I identify myself as African American. In the past I've also written articles highlighting individuals of African descent that live in Canada and Cuba. As a member of the African Diaspora, I understand how race plays a part in many of our lives. I've always been disturbed by the psychology of racism, which seems to pervert the minds of both the oppressors and the oppressed. In the U.S. blacks were systematically denied the rights of citizenship throughout the South for decades, and the barriers to success for even the best and brightest are to this day very real in America even as the nation is led by an African American President. Racism has also done huge damage within the black community-just look at the self-hatred evident in individuals living in Africa that attempt to lighten their skin in order to increase their chances of perceived success. One retired American baseball player, Sammy Sosa, completely changed his complexion after career tainted by scandals involving steroid abuse, and everyone around the world remembers the story of Michael Jackson. Whether you look in America, Europe, the Middle East, Africa, or Asia, the notion of some sort of implicit (or explicit) race-based hierarchy seems to permeate society on some level. Why, centuries after the slave trade ended and decades after civil rights reforms in the U.S., do we still have to contend with these problems?

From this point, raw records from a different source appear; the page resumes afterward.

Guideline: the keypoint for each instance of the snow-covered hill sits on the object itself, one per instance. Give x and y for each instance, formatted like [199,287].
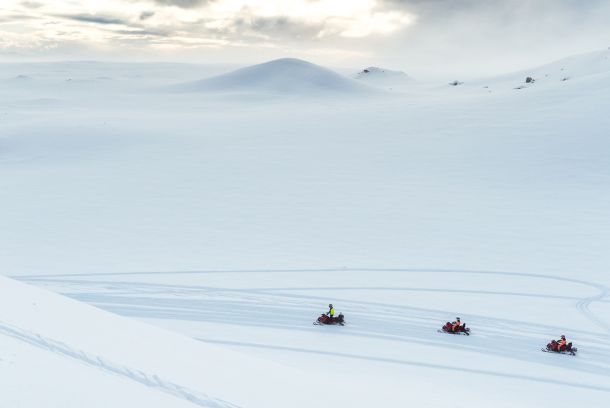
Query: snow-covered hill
[285,76]
[593,66]
[228,224]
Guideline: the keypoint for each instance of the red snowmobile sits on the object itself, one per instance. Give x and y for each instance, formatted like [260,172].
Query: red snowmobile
[462,329]
[325,319]
[555,347]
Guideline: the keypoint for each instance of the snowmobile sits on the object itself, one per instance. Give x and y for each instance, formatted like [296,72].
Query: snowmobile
[462,330]
[325,319]
[553,347]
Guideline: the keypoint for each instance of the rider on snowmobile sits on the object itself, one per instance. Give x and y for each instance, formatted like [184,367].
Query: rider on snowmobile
[331,311]
[456,325]
[561,343]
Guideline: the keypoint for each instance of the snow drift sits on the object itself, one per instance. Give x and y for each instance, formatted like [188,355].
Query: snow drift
[282,76]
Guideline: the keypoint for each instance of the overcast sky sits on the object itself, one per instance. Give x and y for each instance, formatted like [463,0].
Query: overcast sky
[418,36]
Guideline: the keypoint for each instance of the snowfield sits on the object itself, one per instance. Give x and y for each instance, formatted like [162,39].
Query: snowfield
[172,249]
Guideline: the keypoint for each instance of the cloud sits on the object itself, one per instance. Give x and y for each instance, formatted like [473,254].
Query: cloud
[145,15]
[31,4]
[182,3]
[96,19]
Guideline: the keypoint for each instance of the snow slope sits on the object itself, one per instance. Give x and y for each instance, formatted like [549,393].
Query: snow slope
[284,76]
[233,222]
[57,352]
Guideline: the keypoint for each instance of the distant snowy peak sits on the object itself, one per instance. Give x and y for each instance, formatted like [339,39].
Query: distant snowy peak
[282,76]
[382,76]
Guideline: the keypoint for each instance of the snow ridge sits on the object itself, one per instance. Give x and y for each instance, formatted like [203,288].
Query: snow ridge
[149,380]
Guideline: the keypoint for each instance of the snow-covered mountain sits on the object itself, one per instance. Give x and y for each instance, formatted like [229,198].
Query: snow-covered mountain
[285,76]
[212,231]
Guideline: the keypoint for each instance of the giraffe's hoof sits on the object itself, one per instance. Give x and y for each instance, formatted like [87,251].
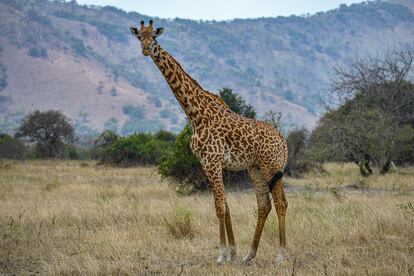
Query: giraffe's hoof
[232,254]
[231,258]
[281,256]
[221,260]
[247,260]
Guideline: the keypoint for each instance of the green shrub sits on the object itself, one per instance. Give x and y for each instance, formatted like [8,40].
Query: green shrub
[182,166]
[137,149]
[11,148]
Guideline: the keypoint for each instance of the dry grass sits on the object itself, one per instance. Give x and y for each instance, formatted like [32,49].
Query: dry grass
[71,218]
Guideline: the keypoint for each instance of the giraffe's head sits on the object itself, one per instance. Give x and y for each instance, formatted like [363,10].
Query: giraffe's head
[147,35]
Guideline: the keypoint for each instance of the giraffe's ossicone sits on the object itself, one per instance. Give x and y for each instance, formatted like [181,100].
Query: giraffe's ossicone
[222,139]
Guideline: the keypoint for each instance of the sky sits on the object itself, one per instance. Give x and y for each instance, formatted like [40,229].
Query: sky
[221,9]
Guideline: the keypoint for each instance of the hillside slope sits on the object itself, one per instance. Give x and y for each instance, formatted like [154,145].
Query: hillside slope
[83,60]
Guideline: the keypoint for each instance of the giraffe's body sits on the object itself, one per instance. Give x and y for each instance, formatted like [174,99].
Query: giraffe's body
[222,139]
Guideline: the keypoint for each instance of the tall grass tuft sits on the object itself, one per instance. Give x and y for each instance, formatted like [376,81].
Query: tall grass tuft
[179,223]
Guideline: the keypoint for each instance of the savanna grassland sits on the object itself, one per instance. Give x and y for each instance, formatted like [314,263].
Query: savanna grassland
[67,217]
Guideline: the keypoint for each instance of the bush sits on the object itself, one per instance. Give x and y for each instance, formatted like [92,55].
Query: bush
[182,166]
[35,52]
[137,149]
[50,131]
[11,148]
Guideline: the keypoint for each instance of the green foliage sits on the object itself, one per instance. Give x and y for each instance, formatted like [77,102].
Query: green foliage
[237,103]
[49,131]
[376,125]
[3,76]
[136,149]
[36,52]
[78,46]
[134,112]
[144,125]
[111,124]
[183,167]
[114,93]
[297,164]
[11,148]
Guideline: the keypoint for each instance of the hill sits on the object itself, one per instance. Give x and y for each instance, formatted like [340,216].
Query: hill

|Sterling greeting Clippers star Point Guard Chris Paul|
One particularly vexing concern that I've had about this man's comments is that he is in fact Jewish - he legally changed his name from Tokowitz to something he felt would make him seem more 'successful'. The Jewish Holocaust is a major tragedy in human history, whose horrific lessons are still fresh in the public consciousness. While not on the immediate scale of the horror we suffered during the slave trade era, the holocaust and the general discrimination against Jews in almost every European Nation should give any concerned individual a reason to pause and consider the nature of mans inhumanity towards his fellow man. Why would someone who's people suffered through being burned alive in ovens hate any other race or nationality in such a manner? Sterling objected to the comparison between his views and the Holocaust, but just how he could miss the obvious parallels is a disturbing mystery.
|The 'Offending' Picture|
Quoted as being worth more than $1.6 Billion, and being over 80 years of age, Mr. Sterling will not suffer too much financially for his expressed hatred of black people. His statements that he 'gave' his players clothes, food and cars hearkened back to the days of the old plantation owner who felt entitled to respect for maintaining the human chattel used for free labor. These pro athletes, like those anywhere in the world, had to earn everything that they received for their effort. The fact that most of his players are African American makes his disdain even more alarming. Sterling would likely receive almost $800 million dollars if he is forced to sell his team. With that kind of wealth, why hate anyone at all? The problem of race and the color line is still evident in the U.S.